Would it be simpler to simply detect updates to the tls cert/key file contents and allow for a vault_token_file option where Nomad can load and watch for changes in the Vault token as generated by Vault agent sink. This would solve the actual problem of "It's hard to use HashiCorp Nomad with secrets issued from HashiCorp Vault" which when you say it out aloud seems a little silly being they're both HashiCorp products without having to solve the general case of "reload any pieces of config dynamically super early in Nomads startup".
@tgross Is this a similar issue to what is solved by using systemd notify in consul here?
@ahjohannessen arguably that would help (and we have that open in https://github.com/hashicorp/nomad/issues/4466) inasmuch as it would reduce the risk that users send the signal prematurely. That only helps Linux users on systemd-based distros, which admittedly is a large majority of our production install base. But we'd still need to mask signals up to the point of notification to make it actually safe in totally avoiding this problem.

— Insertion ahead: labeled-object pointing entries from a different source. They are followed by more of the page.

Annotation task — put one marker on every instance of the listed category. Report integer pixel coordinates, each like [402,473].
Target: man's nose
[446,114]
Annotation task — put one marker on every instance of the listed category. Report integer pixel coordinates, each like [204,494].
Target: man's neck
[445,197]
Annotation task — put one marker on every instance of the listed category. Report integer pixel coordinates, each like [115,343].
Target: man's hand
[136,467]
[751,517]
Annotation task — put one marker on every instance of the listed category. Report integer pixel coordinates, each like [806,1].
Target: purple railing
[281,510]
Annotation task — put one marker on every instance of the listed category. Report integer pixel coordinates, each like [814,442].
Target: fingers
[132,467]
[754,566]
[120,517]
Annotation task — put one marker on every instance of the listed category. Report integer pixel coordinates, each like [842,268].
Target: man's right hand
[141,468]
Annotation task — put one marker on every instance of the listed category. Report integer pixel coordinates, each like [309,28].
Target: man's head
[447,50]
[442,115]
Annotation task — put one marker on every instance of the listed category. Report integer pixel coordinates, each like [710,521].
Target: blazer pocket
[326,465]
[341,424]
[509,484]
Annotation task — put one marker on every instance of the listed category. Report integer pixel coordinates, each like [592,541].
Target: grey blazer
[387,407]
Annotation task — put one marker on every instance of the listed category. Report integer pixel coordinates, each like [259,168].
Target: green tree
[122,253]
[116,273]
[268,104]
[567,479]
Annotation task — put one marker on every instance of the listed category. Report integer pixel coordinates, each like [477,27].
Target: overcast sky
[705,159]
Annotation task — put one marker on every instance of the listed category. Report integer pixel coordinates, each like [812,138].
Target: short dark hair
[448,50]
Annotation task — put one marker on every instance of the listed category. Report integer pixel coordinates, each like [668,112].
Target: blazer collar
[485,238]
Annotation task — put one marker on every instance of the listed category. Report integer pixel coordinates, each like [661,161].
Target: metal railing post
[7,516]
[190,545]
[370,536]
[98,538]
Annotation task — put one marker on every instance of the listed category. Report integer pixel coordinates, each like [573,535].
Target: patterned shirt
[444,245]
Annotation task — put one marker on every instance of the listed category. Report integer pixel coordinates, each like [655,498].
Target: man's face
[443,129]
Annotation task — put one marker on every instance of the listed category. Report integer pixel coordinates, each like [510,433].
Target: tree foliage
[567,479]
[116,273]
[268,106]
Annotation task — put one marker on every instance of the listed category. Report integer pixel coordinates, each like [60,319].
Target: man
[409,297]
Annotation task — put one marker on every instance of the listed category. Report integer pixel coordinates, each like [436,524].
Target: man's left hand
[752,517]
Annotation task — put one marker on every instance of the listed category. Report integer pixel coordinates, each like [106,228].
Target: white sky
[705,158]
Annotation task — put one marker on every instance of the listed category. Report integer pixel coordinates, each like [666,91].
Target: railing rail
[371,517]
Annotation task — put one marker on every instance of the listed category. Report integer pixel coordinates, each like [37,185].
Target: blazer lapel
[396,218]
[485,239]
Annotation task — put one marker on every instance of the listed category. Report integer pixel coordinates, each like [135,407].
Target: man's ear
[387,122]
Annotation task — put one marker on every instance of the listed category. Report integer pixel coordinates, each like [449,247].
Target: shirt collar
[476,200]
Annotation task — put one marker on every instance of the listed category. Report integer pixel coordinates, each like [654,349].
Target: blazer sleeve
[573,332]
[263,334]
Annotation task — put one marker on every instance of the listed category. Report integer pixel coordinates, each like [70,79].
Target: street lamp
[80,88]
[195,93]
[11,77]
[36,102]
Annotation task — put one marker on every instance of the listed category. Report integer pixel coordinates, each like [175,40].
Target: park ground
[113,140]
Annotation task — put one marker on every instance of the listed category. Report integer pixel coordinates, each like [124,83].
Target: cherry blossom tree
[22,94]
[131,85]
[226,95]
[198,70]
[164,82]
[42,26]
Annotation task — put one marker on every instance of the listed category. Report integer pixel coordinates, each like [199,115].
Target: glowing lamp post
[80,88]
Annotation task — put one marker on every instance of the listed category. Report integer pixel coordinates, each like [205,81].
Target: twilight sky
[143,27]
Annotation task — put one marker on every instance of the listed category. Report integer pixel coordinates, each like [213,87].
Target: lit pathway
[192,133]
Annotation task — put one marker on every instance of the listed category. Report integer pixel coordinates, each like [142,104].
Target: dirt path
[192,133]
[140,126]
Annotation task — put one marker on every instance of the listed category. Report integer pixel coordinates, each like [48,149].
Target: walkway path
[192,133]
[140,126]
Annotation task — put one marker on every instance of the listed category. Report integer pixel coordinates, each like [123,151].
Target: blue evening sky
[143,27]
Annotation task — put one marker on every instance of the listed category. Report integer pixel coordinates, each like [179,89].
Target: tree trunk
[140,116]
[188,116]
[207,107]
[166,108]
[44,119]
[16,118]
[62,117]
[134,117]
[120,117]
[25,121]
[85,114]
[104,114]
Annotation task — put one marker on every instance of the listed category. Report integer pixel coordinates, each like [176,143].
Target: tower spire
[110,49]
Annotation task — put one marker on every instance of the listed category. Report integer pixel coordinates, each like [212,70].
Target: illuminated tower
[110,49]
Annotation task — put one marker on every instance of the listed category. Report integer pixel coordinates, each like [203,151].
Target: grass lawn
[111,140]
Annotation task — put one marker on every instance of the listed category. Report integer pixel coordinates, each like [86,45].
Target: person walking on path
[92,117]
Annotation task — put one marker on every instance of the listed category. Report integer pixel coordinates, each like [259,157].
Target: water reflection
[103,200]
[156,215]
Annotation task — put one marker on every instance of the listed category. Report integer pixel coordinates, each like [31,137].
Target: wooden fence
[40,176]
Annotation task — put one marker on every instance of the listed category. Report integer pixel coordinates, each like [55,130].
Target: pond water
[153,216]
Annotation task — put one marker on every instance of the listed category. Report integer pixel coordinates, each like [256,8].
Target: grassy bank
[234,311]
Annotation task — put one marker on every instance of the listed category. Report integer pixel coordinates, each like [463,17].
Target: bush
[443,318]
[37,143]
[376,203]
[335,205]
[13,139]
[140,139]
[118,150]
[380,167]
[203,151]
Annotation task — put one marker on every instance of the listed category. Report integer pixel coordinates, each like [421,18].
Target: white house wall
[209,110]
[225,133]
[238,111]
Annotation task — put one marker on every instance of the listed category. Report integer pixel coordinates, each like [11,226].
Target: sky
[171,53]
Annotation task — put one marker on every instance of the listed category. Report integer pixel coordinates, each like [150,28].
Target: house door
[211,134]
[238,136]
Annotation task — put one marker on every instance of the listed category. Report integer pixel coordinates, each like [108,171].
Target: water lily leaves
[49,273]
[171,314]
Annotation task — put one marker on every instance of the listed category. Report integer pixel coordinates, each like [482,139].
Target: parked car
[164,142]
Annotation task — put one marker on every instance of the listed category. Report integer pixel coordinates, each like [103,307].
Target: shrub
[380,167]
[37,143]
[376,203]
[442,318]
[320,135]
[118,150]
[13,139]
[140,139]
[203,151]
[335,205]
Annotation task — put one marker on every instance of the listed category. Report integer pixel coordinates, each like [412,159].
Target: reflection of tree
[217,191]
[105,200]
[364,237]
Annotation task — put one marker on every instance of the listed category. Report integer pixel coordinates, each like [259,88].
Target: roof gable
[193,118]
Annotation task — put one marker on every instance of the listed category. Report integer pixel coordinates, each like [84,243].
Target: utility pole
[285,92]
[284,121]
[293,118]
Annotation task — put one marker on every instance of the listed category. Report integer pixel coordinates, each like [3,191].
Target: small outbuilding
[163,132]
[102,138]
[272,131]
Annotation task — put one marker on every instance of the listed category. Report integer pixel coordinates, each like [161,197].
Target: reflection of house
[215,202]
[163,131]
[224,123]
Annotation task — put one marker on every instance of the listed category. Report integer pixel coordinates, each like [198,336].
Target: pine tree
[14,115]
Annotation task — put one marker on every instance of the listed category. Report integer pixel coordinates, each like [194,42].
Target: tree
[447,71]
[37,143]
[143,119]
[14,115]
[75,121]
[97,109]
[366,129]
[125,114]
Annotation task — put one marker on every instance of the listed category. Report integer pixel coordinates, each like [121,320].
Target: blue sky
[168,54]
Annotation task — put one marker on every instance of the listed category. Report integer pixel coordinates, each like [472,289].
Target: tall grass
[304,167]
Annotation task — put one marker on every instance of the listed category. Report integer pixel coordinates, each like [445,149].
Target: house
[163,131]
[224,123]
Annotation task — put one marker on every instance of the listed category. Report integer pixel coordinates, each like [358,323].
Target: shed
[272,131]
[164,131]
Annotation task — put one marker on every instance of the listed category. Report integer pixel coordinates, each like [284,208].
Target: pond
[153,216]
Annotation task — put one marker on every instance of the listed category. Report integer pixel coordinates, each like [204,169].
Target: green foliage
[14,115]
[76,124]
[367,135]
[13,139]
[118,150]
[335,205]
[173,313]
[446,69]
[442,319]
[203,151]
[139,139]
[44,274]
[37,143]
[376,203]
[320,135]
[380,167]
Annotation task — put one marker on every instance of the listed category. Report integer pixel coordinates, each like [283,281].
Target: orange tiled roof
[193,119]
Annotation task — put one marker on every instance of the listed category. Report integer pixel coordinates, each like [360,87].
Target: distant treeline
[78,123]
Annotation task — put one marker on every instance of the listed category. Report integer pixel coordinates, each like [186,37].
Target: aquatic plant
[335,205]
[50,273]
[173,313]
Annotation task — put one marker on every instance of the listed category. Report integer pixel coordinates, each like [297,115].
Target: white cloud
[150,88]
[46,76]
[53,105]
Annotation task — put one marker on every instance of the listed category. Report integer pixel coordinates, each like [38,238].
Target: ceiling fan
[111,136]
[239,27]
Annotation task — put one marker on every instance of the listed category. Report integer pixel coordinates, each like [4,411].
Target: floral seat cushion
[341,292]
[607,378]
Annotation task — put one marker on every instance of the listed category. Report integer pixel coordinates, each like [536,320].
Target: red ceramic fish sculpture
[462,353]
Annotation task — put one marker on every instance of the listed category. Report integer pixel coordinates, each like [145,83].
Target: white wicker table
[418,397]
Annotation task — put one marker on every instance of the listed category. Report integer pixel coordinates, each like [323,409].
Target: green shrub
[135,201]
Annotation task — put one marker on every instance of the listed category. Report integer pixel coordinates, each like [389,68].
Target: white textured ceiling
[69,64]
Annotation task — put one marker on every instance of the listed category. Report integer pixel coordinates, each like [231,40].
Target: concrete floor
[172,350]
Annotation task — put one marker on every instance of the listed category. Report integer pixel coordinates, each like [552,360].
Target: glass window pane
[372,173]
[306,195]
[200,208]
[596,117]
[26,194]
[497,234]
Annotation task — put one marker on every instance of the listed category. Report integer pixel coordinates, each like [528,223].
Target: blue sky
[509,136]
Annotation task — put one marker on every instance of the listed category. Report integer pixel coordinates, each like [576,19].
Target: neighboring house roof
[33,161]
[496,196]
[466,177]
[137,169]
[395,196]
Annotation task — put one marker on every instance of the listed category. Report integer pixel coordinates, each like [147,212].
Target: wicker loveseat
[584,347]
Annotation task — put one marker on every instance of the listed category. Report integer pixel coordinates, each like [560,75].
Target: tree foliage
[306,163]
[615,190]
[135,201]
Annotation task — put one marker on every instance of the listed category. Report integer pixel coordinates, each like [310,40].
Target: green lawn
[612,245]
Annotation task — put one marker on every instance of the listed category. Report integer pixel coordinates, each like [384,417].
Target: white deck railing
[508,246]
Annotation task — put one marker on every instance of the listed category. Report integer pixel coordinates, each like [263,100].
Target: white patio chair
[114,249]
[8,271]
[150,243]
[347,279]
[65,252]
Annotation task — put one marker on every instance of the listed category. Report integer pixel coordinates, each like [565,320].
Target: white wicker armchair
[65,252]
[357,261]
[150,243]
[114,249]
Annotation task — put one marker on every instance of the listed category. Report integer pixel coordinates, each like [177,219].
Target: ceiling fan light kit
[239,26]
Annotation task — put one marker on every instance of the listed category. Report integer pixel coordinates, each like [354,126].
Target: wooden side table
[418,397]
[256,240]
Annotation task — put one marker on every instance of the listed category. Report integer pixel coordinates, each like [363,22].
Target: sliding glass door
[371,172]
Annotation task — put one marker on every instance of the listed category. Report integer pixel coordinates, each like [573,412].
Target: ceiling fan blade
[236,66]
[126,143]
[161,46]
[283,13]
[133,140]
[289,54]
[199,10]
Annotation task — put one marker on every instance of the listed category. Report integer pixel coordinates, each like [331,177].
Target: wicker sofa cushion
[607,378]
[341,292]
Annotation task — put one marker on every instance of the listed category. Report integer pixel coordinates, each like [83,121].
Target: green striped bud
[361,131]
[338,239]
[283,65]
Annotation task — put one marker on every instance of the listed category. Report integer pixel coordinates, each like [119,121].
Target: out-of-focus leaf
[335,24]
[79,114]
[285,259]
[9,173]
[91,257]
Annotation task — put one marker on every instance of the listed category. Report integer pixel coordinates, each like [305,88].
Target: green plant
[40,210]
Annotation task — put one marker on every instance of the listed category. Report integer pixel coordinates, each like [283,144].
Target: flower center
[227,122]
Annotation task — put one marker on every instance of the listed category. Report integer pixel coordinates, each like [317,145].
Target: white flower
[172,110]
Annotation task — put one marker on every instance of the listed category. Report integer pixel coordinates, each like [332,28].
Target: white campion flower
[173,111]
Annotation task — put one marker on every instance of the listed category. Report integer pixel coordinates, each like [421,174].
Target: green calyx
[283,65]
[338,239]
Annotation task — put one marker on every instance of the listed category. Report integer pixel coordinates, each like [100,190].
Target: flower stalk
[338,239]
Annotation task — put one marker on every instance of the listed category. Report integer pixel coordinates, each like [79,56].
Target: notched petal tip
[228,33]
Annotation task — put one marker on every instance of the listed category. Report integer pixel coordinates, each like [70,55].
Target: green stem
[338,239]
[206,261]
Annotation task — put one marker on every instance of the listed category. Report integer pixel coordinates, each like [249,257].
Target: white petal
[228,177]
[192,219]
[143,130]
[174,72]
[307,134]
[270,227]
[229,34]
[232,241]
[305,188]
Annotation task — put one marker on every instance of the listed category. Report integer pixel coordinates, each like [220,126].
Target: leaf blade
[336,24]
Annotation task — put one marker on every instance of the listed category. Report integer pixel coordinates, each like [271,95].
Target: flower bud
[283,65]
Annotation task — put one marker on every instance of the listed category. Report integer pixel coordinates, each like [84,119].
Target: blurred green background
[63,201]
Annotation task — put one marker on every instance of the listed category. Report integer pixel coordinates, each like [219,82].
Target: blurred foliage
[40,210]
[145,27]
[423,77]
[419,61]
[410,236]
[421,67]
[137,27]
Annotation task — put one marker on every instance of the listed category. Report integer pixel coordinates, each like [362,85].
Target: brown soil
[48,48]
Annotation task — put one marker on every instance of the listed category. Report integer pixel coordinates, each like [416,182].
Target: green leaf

@tgross I understand. Reason this has my interest is only because I use short lived TLS certificates from Vault with consul-template that causes Nomad to stop while starting up because of systemd reload.
Just bumping to say that this is still an issue when using consul-template or vault-agent to template nomad credentials and reloading like advised in official docs e.g. here: https://developer.hashicorp.com/nomad/tutorials/integrate-vault/vault-pki-nomad
Nomad 1.8.0 will ship support for the systemd notify protocol.
@tgross found this issue because have the same case described here. what's about docs? i think it's really confusing now that is not described in official docs when you setup mtls via consul-template: https://developer.hashicorp.com/nomad/tutorials/integrate-vault/vault-pki-nomad
it's also not described when you setup your own binary based nomad installation: https://developer.hashicorp.com/nomad/tutorials/enterprise/production-deployment-guide-vm-with-consul#configure-systemd
It took me and you many hours of debugging, so let's make it so that people don't have to deal with this anymore!